La7 scarica Santoro: "Posizioni inconciliabili" Lui: conflitto d'interessi

Salta la trattativa tra il conduttore e la televisione. Michele vede nemici ovunque e torna vittima: "Un colossale conflitto di interesse"

Milano - "Posizioni inconciliabili". Il canale televisivo di proprietà di Telecom Italia si è già stufato di Michele Santoro. Abboccamenti, mezze frasi, proposte e ora una chiusura netta che lascia poco spazio alle interpretazioni. Il comunicato di Ti Media è chiaro: "Sono state interrotte le trattative con Michele Santoro a causa di inconciliabili posizioni riguardo alla gestione operativa dei rapporti tra autore ed editore". Dopo settimane di polemiche, anche un editore privato, come Telecom, chiude la porta in faccia al tribuno di Annozero. E Santoro vede nemici ovunque: "E' l'ennesima prova dell'esistenza di un colossale conflitto d'interessi".

Nessuno vuole Santoro "Siamo di fronte ad una nuova, eloquente ed inoppugnabile prova dell’esistenza nel nostro Paese di un colossale conflitto di interesse".  "Improvvisamente - prosegue Santoro - ci sono stati posti gli stessi problemi legali che la Rai pone a Milena Gabanelli e norme contrattuali che noi consideriamo lesive della libertà degli autori e dei giornalisti. Per non tradire le attese del pubblico, ci siamo impegnati a farci carico delle eventuali conseguenze legali delle nostre trasmissioni, ad autoprodurle e a procedere per gradi, senza un contratto quadro, con una prima serie di undici puntate. In questo modo, sia noi che l’editore, avremmo potuto liberamente valutare l’opportunità di continuare la collaborazione". "Ricordiamo a tutti - aggiunge il giornalista - che il dottor Stella, amministratore delegato di Ti media aveva pubblicamente dichiarato che non c’erano divergenze economiche e che La7 non aveva nessun problema a mettere in onda un programma come Annozero. Un programma che, tra infinite difficoltà e attacchi di ogni tipo, è sempre stato realizzato in completa autonomia. Perchè hanno cambiato idea? Chi ha interesse ad impedire che si formi nel nostro Paese un terzo polo televisivo che rompa la logica del duopolio?" "Per tornare a crescere - conclude Santoro - l’Italia deve liberarsi del conflitto di interesse e di tutti coloro che non hanno avuto il coraggio di opporgli le ragioni della libertà di opinione e della libertà di mercato. Sulla scia del successo di Tuttiinpiedi, con l’aiuto fondamentale del pubblico, dimostreremo presto che un Paese semilibero non ci basta. Tutto cambia".
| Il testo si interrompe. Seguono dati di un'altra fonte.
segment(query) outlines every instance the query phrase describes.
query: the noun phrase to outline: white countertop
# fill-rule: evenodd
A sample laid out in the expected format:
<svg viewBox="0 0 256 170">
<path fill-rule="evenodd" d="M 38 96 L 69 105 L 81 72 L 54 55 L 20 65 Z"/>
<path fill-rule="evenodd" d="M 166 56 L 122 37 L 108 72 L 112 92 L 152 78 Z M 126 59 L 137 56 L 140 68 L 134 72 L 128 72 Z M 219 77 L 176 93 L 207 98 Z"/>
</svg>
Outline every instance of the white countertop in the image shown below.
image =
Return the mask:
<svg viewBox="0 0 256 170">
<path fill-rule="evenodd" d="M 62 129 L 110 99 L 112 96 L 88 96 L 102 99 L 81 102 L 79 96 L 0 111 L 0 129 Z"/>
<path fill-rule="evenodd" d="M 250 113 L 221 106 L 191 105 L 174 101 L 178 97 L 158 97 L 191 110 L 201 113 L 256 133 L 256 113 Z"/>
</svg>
Berlusconi: "Santoro mai da noi" E anche il presidente di Mediaset, PierSilvio Berlusconi ha parlato del conduttore. "A pensare a Santoro - ha detto Berlusconi - faccio veramente fatica. Dobbiamo essere aperti a tutte le voci, ci stavamo muovendo per Floris, ma Santoro proprio no. Ormai - ha spiegato - è un politico, che non è una cosa negativa perchè in qualche modo è un fenomeno. Ma andarlo a prendere da un’altra azienda per portarlo da noi, francamente no". 

L'Idv: "Colpa di Berlusconi" L'Idv vede la firma di Berlusconi anche nella decisione del settimo canale: "La notizia del mancato accordo tra Santoro e La7 è la conferma che il regime berlusconiano sta vivendo gli ultimi pericolosi colpi di coda. È chiaro a tutti che l’editto bulgaro emanato dal presidente del Consiglio nei confronti di trasmissioni sgradite a Palazzo Chigi come ’Annozerò non solo è ancora in vigore, ma ha ormai superato il duopolio Rai-Mediaset", ha dichiarato il portavoce dell’Italia dei Valori, Leoluca Orlando. La reazione negativa della borsa è immediata. Il titolo Ti Media cede il 3,9% a 0,21 euro.